(Originally published by Nguoi Viet 2)
As a father to an almost 4-year-old daughter born in the United States, I already worry if she will fully understand where she comes from in order to know what type of person she should and ought to become.
I was only two years older than her when my family escaped Vietnam via boat to the U.S. in 1982. With parents as daring political refugees risking everything for freedom, one would think that they would early on instill in their children a sense of pioneering spirit and of inheriting the former South Vietnam’s democratic aspirations.
But just the opposite happened.
My parents erected a safe haven for their four boys. When we were growing up in Delaware, they never talked about the Vietnam War and its aftermath. Instead, they emphasized being practical and playing it safe. In my case, they wanted me to be a successful dentist. And because they worked very long hours, as a kid I knew very little about my family’s history or my homeland’s history and increasingly began to speak English at home.
However, as fate would have it, I was impractical and searching for something bigger than myself. My mom and dad thought I was going through a phase when I told them I was majoring in political science and U.S. history with a minor in black studies, as well as taking a job as a teacher’s assistant in the women’s studies department. At about this time, I discovered ‘Vietnamese America’ via Vietnam Vision, a now-defunct television station based in Houston. It suddenly became clear to me that all of my academic training was to prepare me to work for the Vietnamese community, both in the U.S. and in Vietnam.
My parents, of course, thought I was out of my mind, since I never grew up around Vietnamese people and could barely speak Vietnamese. Nonetheless, soon after my graduation, I packed up my car and headed to Houston. That day, my mother cried a thunderous storm and begged me to change my mind. I was truly sorry for breaking my parents’ wishes, but in looking back, that day was the start of my becoming a ‘recovering Vietnamese.’
In ‘recovering,’ I have found my core identity, which helps to explain who I am along with providing me a sense of direction as a Vietnamese American. I intend to share my identity with my daughter very early on so that she can know her heritage without having to recover it, as I had to.
In December 2006, my father, Lê Thức Cần, gave each of his four sons an English translation of ‘The Lê Genealogy’ written by my paternal grandfather, Lê Tài Trương, before his death in 1982. It was originally in French with chữ nom characters, a Vietnamese adaptation of Chinese written symbols.
According to the genealogy, our direct descendant is Lê Lai, who played an important role in the ascension of the country’s second major dynasty, the Lê Dynasty. As a commander, he sacrificed himself so that Lê Lợi, the eventual founder of the dynasty and the emperor of Vietnam, could escape Chinese troops in the early 1400s.
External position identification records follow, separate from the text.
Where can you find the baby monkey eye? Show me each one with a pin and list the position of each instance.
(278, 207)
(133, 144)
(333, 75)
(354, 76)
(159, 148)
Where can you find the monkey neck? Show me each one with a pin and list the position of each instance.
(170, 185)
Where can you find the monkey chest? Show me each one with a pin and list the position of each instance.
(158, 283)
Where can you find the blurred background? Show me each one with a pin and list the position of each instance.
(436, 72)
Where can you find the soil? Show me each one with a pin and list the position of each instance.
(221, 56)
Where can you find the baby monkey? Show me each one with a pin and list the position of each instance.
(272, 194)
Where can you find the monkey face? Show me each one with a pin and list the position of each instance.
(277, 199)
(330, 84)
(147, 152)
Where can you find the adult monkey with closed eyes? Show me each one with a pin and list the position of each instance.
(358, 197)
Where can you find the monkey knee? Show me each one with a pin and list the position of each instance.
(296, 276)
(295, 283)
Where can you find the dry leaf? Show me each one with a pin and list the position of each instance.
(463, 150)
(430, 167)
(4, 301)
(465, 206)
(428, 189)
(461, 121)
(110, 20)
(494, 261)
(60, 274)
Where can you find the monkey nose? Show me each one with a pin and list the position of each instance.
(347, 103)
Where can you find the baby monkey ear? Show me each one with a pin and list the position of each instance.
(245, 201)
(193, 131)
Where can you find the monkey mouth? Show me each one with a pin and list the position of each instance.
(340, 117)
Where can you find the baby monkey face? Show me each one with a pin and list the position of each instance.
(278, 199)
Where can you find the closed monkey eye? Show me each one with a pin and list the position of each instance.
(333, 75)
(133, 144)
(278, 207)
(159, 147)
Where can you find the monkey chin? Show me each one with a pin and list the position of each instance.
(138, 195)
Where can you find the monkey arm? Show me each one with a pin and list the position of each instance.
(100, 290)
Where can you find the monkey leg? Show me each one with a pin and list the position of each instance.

To honor his deeds, my ancestors devised five terms for the middle name for their male descendants to be used successively for each generation: Sĩ, Tuyển, Kiêm, Tài and Thức. Together, these five terms connote an edict: Choose public servants among those who have leaderhship and competence — to guide our family’s subsequent generations.
(Family surname and the five terms were in written in chu nom by my grandfather. Togethter they constitute an ever endless chain).
During the war, when the fate of Vietnam was uncertain, my father added Việt to the middle name (Sĩ Việt) so that my brothers and I would remember that we were born in Vietnam.
This background has given me a sense of heritage and pride, knowing what I have been doing through the years trying to reconnect and contribute to the Vietnamese people in the U.S. and in Vietnam has been a part of noted tradition in my family tree.
When my daughter was born in 2003, my wife and I gave my father the right to name his first grandchild. Because of her gender, she is not entitled to take a designated middle name. My father, therefore, named her Lê Thu Trang; Thu is my mother’s middle name and Trang is my wife’s middle name.
At the time, I thought this choice was very appropriate because it symbolizes the union of two generations of Vietnamese women. My mother represents the image of a dutiful daughter-in-law, virtuous wife and indulgent mother. My wife represents the image of a Vietnamese woman stepping out of traditional roles because of real-life situations, transforming to a successful businesswoman for the betterment of her family and her community.
And now, having learned more about my family genealogy, I told my father that I wanted the five terms to reflect the present, adding Tuyền to my daughter’s name: Lê Tuyển Thu Trang.
I did this in the hope that it will provide my child the knowledge that she, now the family’s 12th generation, is a link in an endless chain started by Lê Lai. And, regardless of her sex, she is now expected to live up to the virtues of her ancestors who had been faithful public servants, including her paternal grandfather and great grandfather.
At the same time, she should also realize that her male ancestors came from an elite class which did not support women’s advancement in education and in the public realm.
Here, she may need to draw on outside sources for inspiration and guidance, like U.S. Sen. Hillary Clinton or Secretary of State Condoleeza Rice, if she so chooses to be active in the public sphere.
She, too, may find more comfort in our culture in which a Vietnamese woman, Trưng Trắc, was once recognized as queen, with a husband who followed her leadership and was alive during her reign.